I press my fingers against my eyes until everything goes black. “So, look. Meg talked about confiding in someone who told her to go to her campus health center and get antidepressants. I thought maybe she was talking about you.”
He snorts. “Yeah, right.”
“What do you mean, ‘Yeah, right’? She sent you all those emails.”
“There was nothing about antidepressants in them.” He pops open another can of beer. “You read them. They were like stream of consciousness. She wasn’t writing to me so much as at me.”
“Yeah, I guess. . . .”
“And I told her to piss off, Cody. Remember?” He fiddles with his pack of cigarettes. “It wasn’t me. It was probably one of her housemates.”
“It wasn’t Alice or Richard, and according to them, not any of the people from Cascades. Though maybe it was, I don’t know who she knew. But Richard thought it was more likely one of her friends in Seattle.”
Ben shrugs. “Could be. Not me, though. But why does any of this matter now?”
Because if she confided in someone about the meds, maybe she also confided about All_BS and the boards. But I don’t tell Ben about Final Solution. I’m worried he’ll get angry again, even though he doesn’t have any right to.
“I need answers,” I say, keeping it vague.
“Can’t you just ask at the health center?”
I shake my head. “Can’t. There’s a patient-confidentiality thing.”
“Yeah, but the patient’s dead.” Ben stops, as if this is news to me.
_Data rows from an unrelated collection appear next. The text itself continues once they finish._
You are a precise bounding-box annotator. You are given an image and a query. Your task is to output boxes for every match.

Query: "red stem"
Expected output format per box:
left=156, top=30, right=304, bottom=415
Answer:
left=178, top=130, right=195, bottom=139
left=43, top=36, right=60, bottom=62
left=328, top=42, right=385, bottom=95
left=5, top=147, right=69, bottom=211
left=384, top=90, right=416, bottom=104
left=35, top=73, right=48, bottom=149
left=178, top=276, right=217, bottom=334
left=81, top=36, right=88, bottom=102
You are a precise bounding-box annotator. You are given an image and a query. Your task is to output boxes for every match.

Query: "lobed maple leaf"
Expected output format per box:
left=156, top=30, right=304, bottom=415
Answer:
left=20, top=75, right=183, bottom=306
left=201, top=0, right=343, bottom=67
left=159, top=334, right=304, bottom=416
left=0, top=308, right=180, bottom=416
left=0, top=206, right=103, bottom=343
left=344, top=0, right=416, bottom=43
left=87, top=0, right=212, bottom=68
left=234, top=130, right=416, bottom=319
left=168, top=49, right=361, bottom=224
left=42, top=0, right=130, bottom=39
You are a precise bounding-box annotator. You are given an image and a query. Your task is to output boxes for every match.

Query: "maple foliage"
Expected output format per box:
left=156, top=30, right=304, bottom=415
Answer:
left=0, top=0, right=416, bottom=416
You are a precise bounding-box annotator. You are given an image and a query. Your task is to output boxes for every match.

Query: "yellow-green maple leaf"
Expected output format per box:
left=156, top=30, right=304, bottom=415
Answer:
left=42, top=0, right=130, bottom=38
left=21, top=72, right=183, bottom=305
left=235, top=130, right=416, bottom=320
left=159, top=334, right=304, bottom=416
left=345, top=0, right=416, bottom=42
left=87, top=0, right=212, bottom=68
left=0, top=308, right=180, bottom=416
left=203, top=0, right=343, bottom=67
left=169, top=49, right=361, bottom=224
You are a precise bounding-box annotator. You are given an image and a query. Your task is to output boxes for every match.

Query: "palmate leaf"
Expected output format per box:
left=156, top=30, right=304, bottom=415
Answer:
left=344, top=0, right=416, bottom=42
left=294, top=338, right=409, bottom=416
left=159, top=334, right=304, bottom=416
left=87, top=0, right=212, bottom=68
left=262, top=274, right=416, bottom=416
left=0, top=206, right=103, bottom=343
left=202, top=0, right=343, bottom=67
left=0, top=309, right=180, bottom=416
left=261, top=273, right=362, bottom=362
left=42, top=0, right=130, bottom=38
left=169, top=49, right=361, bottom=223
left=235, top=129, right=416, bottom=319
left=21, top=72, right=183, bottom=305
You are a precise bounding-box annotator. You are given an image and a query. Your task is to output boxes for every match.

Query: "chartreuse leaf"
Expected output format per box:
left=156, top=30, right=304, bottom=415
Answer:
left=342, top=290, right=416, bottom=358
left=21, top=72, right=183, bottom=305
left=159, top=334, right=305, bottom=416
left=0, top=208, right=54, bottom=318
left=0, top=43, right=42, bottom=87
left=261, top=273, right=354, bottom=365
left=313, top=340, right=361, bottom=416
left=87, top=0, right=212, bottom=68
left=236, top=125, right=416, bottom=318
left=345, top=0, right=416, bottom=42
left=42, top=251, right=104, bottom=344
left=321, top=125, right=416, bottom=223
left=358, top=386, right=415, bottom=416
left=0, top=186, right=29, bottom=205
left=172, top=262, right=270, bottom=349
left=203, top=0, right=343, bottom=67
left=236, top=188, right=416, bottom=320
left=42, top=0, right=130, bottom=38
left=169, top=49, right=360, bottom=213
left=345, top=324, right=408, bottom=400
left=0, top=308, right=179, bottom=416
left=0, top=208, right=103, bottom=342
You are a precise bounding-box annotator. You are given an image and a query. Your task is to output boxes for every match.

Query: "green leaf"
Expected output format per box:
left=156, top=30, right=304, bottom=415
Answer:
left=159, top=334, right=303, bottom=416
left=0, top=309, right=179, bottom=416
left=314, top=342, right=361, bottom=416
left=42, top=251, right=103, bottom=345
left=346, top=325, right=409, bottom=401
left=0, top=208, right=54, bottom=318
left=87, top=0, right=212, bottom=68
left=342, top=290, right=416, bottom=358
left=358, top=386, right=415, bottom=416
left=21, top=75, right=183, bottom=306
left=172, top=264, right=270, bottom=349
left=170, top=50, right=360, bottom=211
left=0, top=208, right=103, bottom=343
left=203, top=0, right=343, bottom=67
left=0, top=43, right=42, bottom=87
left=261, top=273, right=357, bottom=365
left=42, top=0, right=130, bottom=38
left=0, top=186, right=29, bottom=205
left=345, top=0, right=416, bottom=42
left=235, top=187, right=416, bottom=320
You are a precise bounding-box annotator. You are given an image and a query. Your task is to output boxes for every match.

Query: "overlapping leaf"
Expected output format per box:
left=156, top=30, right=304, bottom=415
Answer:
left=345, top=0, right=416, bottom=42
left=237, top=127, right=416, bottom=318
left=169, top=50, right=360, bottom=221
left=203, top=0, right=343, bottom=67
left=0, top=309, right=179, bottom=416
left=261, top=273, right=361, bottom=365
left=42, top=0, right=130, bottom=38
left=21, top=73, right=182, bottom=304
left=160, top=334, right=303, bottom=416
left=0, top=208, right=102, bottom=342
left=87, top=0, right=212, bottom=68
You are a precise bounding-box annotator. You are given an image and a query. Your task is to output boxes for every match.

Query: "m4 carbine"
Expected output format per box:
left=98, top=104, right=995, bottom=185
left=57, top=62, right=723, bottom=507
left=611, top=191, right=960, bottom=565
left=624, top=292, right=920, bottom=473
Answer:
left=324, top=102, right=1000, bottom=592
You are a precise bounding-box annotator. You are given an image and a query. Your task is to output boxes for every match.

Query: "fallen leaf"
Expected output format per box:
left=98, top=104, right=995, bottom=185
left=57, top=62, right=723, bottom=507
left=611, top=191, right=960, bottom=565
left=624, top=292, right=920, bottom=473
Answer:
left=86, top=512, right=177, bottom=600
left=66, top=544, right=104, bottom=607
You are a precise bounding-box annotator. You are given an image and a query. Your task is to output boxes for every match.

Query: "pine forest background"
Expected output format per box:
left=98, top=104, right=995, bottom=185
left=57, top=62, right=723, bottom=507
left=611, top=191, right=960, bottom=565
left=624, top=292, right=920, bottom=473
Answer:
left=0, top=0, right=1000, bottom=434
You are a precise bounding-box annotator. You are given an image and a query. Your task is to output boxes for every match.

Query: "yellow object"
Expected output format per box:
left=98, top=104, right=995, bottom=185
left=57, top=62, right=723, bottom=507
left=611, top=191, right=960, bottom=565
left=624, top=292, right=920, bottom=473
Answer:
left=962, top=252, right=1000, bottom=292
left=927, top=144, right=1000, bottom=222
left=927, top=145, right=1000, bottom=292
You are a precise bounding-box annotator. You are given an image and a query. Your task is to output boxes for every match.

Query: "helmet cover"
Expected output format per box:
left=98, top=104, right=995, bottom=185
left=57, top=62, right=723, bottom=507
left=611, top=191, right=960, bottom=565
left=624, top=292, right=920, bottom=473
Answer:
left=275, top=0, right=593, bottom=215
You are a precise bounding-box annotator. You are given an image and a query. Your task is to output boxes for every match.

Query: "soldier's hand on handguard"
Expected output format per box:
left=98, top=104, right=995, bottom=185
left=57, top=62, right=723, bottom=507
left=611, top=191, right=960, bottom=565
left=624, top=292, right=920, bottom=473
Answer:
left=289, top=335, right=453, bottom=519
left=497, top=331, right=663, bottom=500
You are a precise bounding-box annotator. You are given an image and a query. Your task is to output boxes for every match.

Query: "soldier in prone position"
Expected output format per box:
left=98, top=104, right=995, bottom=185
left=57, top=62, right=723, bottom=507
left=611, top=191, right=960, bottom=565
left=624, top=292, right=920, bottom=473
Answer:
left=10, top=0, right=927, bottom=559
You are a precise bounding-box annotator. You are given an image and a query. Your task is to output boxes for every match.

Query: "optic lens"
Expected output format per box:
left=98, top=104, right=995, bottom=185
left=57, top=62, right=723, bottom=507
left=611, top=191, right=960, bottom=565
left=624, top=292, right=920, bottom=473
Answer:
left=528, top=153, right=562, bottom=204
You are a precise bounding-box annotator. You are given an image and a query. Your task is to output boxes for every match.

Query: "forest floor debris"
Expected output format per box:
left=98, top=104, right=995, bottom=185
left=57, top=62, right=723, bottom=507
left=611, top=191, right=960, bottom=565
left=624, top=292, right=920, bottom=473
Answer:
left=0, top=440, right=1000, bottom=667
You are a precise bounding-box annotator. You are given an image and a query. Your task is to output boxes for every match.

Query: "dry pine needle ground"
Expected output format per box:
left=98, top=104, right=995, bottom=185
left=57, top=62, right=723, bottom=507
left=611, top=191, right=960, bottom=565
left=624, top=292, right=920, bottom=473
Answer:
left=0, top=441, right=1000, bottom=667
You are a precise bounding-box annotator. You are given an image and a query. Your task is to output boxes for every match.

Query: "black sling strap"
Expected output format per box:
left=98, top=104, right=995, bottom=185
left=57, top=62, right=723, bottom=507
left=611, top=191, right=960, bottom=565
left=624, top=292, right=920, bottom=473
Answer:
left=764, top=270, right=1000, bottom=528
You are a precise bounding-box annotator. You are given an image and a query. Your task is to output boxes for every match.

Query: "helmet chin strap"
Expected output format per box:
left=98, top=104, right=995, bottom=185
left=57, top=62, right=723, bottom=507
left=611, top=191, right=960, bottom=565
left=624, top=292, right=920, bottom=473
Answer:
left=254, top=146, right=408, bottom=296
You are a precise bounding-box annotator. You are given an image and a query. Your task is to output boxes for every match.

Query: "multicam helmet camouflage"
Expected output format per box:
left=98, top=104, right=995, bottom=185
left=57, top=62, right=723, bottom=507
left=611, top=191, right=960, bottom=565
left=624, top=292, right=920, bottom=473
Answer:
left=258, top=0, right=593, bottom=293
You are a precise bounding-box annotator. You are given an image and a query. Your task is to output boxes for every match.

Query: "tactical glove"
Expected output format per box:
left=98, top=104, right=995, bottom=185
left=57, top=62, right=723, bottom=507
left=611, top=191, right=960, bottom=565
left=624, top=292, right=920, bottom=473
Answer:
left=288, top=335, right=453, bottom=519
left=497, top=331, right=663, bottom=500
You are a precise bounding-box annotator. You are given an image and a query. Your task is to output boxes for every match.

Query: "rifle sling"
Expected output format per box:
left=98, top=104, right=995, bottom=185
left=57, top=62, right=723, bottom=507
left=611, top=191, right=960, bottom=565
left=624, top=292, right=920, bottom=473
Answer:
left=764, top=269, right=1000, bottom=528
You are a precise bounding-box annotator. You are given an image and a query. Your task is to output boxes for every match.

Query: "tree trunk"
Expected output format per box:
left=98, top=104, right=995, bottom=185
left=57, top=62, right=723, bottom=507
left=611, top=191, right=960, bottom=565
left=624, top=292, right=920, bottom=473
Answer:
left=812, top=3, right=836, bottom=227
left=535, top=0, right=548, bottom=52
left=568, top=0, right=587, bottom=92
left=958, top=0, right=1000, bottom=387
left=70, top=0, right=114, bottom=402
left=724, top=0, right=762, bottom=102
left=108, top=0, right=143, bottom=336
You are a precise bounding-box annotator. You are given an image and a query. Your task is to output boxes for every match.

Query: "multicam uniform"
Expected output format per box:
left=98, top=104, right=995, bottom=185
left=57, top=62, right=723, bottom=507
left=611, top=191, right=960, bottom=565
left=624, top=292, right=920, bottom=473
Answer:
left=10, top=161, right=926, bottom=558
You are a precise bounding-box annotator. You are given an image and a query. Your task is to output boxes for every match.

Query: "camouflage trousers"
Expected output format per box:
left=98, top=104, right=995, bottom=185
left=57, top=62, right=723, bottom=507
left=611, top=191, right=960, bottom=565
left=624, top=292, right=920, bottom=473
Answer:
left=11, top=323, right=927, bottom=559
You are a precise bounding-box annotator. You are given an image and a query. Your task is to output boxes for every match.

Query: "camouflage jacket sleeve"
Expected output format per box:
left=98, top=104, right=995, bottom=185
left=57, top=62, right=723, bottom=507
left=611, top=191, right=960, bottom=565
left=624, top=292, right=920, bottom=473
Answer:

“They still won’t tell. I tried.”
“Maybe her parents could try.”
I shake my head.
“Why not?”
“Because they don’t know about this.”
“You haven’t told them?”
No. I haven’t told them about any of this. The secret feels larger than before, almost tumorous. There is no way I can tell the Garcias now. It would devastate them. But I keep thinking that maybe if I find out more about All_BS, enough to do something to actually help, then I can tell them. Then I can face them. I haven’t been around their house in a few weeks. Sue keeps leaving me voice mails, asking me for dinner, but the thought of being in a room with them . . .
“I just can’t,” I say, laying my head on the table.
Ben reaches out to touch my hand, a gesture that is both surprising and surprisingly comforting. “Okay,” he says. “We can hit the clubs in Seattle. Find out if she talked to anybody.”
“We?” The word is a relief.
Ben nods. “We head home tomorrow morning. You ride back with us. We can go around to the clubs. It’s Saturday night, so everyone will be out. We’ll ask around. We can go through her emails again. We’ll find some answers.”
x x x
That night at the show, I watch Ben carefully. The band is good—not great, but good. And Ben does his growly, throaty, thrusty trick, and I can see his charisma. I can see the girls in the crowd responding to him, and I forgive Meg a little bit for this. He would’ve been hard to resist.